Sehr geehrte Frau Retz,
mein Sohn (19M) wird seit rund 5 Wochen in der Krippe eingewöhnt. Die ersten Tage und Trennungen verliefen sehr gut. Bei der Verabschiedung war alles gut, er hatte Spaß und wirkte glücklich als ich zurück kam (glücklich bezüglich dem Aufenthalt Vorort und natürlich, dass Mama wieder da war 😜). Einiges im Ablauf der Eingewöhnung kam mit persönlich seltsam vor (arbeite selbst in dem Bereich), aber anscheinend hat es funktioniert und somit war es ok für mich. Nach 3 Wochen hat er sich leider den ersten kleinen Magen-Darm-Infekt zugezogen und verbrachte ein verlängertes Wochenende zu Hause. Als er Mittwoch wieder in die Krippe ging, war die Verabschiedung etwas zögerlicher, aber er ist rasch mit der Erzieherin in die Kita marschiert (Abgabe/Abholung wegen Corona aktuell an Tür - Eltern können nicht in Einrichtung). Auch die beiden folgenden Tage war alles gut und er verbrachte bereits 2,5h in der Krippe.
Allerdings ist seit letzter Woche Montag der Wurm drin. Zwar ging er weiterhin ohne "Probleme" mit in die Kita, weinte aber im Laufe des vormittags immer wieder, was sich dann hin zu deutlicher/m Wut/Zorn entwickelte. Leider rief man mich an dem Tag nicht an, worüber ich wirklich geschockt war. Mein Sohn war fix und fertig als ich kam. Da es auch am nächsten Tag nicht besser war, rief man mich an (Ich bat ausdrücklich darum), sodass ich ihn eher abholte. Wir verkürzten die Zeit auf 1,5h. Auch die nächsten Tage weinte er, zeigte deutlich seine Wut über die Situation, aber war laut der Erzieherin zwischendurch immer wieder mal zu beruhigen. Er machte den Ablauf weiterhin gut mit (Hände waschen, Tasche holen, Essen, etc).

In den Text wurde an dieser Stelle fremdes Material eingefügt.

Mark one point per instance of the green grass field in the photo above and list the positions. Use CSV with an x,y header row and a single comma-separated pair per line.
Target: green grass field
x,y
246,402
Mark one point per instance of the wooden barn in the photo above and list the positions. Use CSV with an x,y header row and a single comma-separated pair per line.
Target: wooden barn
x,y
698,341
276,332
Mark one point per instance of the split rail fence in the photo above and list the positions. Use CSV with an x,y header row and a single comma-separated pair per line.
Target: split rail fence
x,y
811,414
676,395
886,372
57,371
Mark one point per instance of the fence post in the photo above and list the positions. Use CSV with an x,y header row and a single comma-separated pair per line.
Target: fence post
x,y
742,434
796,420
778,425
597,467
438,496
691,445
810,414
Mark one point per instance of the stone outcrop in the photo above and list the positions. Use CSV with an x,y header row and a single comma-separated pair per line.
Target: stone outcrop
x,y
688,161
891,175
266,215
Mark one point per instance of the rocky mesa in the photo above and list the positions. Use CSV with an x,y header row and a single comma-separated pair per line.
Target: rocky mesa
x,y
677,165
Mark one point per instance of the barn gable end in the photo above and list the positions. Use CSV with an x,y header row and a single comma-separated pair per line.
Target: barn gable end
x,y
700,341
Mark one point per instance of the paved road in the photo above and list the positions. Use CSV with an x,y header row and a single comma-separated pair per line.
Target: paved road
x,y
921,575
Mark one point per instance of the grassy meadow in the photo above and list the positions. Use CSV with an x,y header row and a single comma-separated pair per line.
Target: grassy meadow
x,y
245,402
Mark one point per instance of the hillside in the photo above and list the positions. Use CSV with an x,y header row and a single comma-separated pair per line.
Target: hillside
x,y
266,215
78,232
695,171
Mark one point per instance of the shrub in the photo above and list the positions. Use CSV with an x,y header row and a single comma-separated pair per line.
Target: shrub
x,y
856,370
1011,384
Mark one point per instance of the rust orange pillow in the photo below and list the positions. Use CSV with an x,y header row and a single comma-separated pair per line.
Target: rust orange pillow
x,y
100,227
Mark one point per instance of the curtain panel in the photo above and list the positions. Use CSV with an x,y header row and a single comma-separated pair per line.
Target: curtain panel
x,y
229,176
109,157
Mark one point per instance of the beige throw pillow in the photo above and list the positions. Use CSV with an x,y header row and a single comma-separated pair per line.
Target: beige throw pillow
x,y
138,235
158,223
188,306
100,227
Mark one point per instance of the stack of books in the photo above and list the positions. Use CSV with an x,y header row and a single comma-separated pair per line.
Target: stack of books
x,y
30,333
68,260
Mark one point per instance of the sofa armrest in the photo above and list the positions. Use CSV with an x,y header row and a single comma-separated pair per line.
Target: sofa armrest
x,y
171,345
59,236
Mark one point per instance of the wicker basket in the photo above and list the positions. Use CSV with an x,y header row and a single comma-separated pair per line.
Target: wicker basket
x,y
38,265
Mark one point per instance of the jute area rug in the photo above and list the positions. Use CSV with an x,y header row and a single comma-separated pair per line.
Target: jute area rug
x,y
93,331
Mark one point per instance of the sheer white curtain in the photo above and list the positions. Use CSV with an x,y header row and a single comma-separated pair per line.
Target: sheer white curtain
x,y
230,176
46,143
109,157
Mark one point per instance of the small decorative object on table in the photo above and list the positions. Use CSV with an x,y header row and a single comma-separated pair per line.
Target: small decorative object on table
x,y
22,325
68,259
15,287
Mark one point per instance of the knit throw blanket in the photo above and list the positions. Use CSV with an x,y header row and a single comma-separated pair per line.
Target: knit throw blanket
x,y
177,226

Heute war es dann leider soweit, dass das morgendliche Abgeben nicht mehr gut klappte. Er schrie und weinte doll, ich nahm ihn immer wieder an mich, erklärte ihm, dass ich seine Trauer und Wut verstehe, aber mir sicher bin, dass er hier viel Spaß haben wird und ihn später wieder holen würde - so wie immer. Wir kuschelten noch kurz. Dann gab ich ihn unter Protest der Erzieherin und ging. Ich wartete im Auto, rief nach ein paar Tränen und einigen Minuten in der Kita an, um zu fragen, ob mein Sohn sich beruhigen konnte. Dies wurde bejaht. Als ich ihn abholte, weinte er zwar, fing sich aber schnell, so wie die letzten Tage auch. Es wirkt auf mich als fiele eine große Last von ihm, wenn er hört, dass Mama da ist. Die Erzieherin sagte, dass es heute bis auf den Start, gut war. Er saß zwar viel auf dem Schoß, aber dort konnte er alles beobachten, ein Buch anschauen und wagte sich dann auch mal an die Eisenbahn.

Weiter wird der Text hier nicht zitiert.